In 2008, PPG Industries’ fiber glass business was evolving from a mass production system to a lean-based customer pull manufacturing system to enhance organizational adaptability, better serve the changing needs of the customer base, and reduce the working capital or cash required to operate the business. In the past, the organization would have determined what was changing within each of the functions and trained only those employees on the tactics of what they needed to do differently. This time, they used a different approach. PPG’s fiber glass business wanted all of its employees to see the big picture of the business from the leaders’ point of view.
As many companies do, PPG leaders keep score with metrics such as earnings per share, return on capital, and free cash flow. But often, when these words are “translated” for people, they hear something different. They hear things like “reduce inventory,” “pay suppliers slower,” or “manage TAKT time.” Leaders often inundate employees with tactics, but fail to provide them with the big picture of the business from the leaders’ point of view.
Partnering with Root Learning, PPG’s fiber glass business told their story to each of their employees, helping them to understand the importance of cash flow, the key drivers of cash flow, and how their individual behaviors needed to change in order for the organization to optimize their cash position.
It was vital for plant-level employees to understand that a shift from mass production to lean didn’t necessarily mean head-count reductions. In fact, certain plants were able to add head-count because they built a core competency in responding to the changing needs of the customer – something they could have never achieved with mass production.
The experience also demonstrated that effective cash management wasn’t just the job of the finance department. Effective cash management is the job of all employees from sales to purchasing – for example, helping the sales and customer service organization understand the value of cash management and how it linked with a lean customer pull manufacturing model. Understanding the opportunity and how the entire business model fit together allowed employees to better sell the benefits to their customers.

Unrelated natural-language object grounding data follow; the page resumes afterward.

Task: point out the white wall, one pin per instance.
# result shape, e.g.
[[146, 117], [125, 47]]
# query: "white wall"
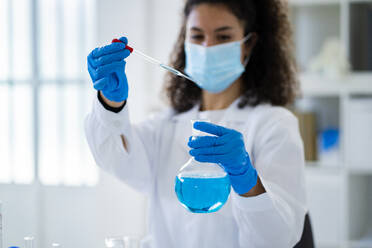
[[82, 216]]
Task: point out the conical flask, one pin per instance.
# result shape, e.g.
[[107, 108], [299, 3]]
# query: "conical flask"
[[202, 187]]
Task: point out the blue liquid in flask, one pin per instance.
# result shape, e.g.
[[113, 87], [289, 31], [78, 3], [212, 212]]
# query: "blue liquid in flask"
[[202, 195]]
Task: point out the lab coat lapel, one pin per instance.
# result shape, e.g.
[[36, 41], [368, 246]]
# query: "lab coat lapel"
[[183, 127]]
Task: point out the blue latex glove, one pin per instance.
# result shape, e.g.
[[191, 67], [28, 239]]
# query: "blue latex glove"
[[106, 68], [227, 149]]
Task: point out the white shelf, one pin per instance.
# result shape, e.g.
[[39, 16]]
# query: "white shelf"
[[353, 84]]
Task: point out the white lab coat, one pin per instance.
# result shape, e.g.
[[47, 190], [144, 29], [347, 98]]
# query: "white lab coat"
[[157, 149]]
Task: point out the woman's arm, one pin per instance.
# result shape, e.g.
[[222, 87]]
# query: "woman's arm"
[[274, 218]]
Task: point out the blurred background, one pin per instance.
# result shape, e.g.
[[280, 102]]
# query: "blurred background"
[[50, 187]]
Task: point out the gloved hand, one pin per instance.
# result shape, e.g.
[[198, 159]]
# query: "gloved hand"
[[106, 68], [227, 149]]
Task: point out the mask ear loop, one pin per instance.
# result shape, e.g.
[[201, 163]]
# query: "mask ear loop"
[[245, 39]]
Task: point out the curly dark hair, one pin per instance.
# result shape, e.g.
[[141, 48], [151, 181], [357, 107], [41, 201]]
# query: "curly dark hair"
[[270, 75]]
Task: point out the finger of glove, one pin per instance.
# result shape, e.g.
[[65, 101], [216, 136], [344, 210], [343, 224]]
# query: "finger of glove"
[[92, 71], [106, 70], [107, 59], [124, 40], [214, 150], [90, 60], [108, 49], [211, 128], [100, 84], [207, 141], [112, 83]]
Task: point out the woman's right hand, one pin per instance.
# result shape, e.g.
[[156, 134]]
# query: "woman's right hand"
[[106, 68]]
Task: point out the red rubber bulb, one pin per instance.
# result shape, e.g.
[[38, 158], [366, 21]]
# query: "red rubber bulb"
[[126, 46]]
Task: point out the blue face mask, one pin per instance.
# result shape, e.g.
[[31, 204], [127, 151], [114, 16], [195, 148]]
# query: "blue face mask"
[[215, 68]]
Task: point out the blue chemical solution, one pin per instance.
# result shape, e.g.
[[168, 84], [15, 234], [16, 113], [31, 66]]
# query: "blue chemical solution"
[[202, 195]]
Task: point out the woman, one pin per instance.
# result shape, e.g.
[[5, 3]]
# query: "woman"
[[238, 53]]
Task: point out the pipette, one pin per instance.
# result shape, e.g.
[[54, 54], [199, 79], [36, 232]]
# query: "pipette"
[[155, 61]]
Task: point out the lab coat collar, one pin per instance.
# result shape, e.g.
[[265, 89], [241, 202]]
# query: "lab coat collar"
[[233, 113]]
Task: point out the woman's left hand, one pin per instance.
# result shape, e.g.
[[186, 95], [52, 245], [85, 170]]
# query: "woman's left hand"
[[227, 149]]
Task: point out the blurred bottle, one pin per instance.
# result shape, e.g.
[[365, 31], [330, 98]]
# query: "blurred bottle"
[[121, 242]]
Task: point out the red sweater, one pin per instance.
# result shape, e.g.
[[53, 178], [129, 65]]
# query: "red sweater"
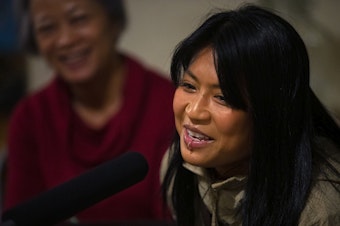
[[49, 144]]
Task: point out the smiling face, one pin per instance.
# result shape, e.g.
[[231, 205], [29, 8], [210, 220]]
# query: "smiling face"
[[76, 37], [212, 134]]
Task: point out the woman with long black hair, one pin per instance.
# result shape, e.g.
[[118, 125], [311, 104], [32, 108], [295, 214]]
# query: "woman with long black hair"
[[254, 145]]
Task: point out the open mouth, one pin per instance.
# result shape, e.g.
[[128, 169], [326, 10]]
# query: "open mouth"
[[196, 140]]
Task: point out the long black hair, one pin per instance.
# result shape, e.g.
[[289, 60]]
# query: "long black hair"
[[263, 68]]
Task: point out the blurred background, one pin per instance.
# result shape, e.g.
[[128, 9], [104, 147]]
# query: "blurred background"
[[154, 29]]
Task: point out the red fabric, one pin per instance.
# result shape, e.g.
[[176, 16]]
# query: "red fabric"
[[49, 144]]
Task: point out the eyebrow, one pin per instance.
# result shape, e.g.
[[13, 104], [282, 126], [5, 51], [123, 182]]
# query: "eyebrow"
[[194, 77]]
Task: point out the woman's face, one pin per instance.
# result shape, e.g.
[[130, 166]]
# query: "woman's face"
[[76, 37], [212, 134]]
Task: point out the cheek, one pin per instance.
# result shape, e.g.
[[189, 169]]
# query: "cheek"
[[179, 104]]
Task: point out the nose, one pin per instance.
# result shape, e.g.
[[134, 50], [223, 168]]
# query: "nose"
[[198, 109], [65, 36]]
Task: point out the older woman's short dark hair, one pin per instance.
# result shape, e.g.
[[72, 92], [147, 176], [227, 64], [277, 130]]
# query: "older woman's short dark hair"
[[115, 9]]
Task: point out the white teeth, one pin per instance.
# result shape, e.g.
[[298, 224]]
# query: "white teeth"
[[198, 136]]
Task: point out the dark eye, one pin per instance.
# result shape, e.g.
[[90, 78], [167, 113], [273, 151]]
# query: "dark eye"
[[79, 19], [45, 29], [187, 86]]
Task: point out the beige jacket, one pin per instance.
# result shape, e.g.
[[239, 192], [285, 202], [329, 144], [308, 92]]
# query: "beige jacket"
[[223, 199]]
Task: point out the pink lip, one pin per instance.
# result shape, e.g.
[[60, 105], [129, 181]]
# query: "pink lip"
[[78, 62], [192, 143]]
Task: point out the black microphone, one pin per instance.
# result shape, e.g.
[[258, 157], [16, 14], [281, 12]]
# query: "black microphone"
[[65, 200]]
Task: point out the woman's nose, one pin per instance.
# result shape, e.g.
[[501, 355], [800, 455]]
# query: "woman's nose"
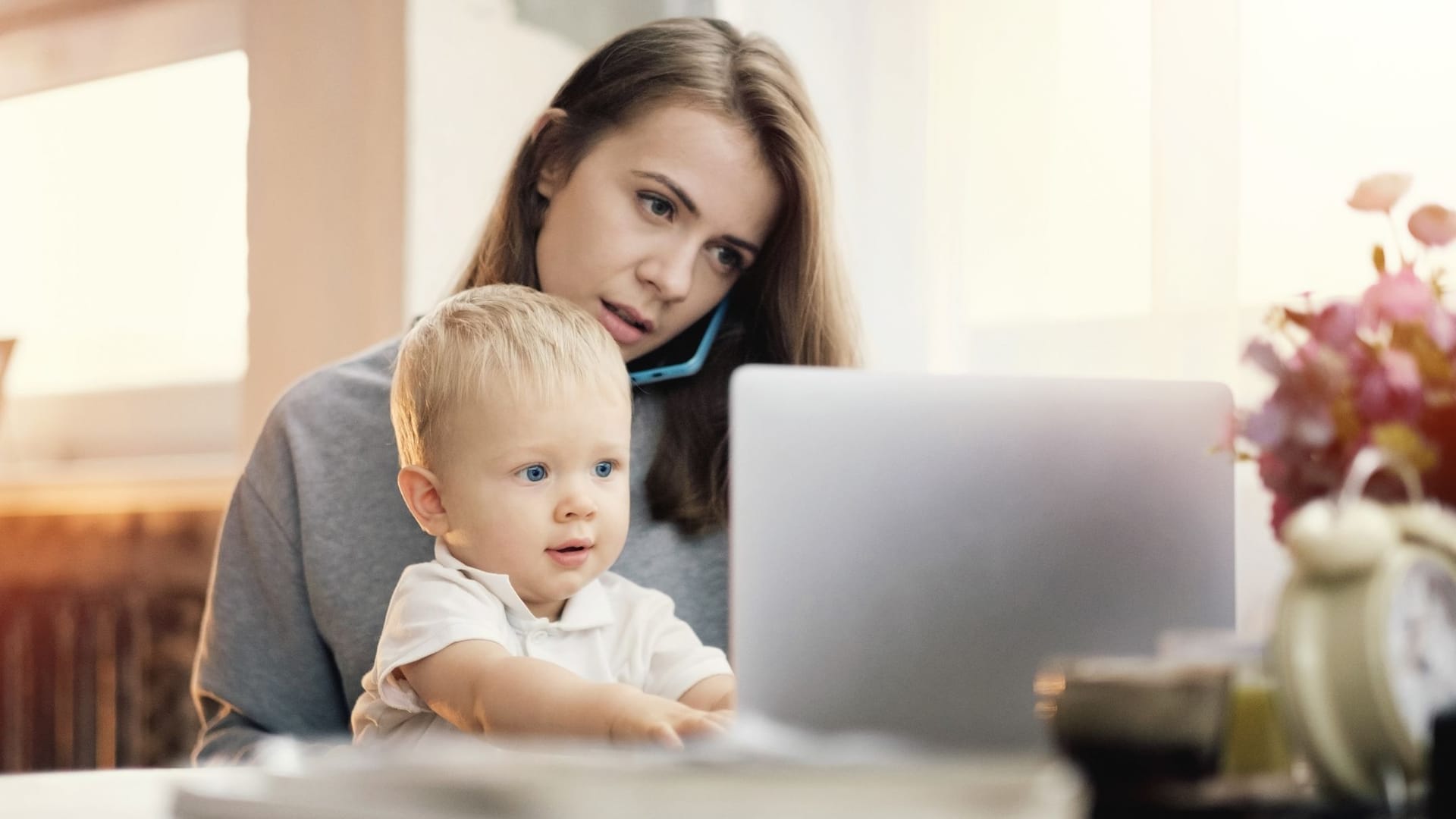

PPG’s fiber glass business has successfully moved to a customer pull manufacturing planning model, and their customers now understand that their orders drive the production scheduling. The Root Learning sessions helped all functions of the business understand the importance of our new model and how it could enable PPG to reduce inventory while at the same time improving customer satisfaction and order fulfillment.
As a result of our focus on cash flow, we’ve been able to manage the downturn better than many of our competitors. For instance, as a result of our fiber glass business unit’s focus on cash flow, we increased our inventory turns by 28% in 2008. The fiber glass business unit was also a contributor to PPG’s fourth quarter of 2008 cash flow improvements when the company increased its cash position from $526 million to $1.02 billion.
Root Learning’s methodology enabled all employees to see the problems of the business and work through them just as leaders do, thus eliminating resistance and accelerating change, allowing us to connect the dots for our employees and deliver great results to our shareholders.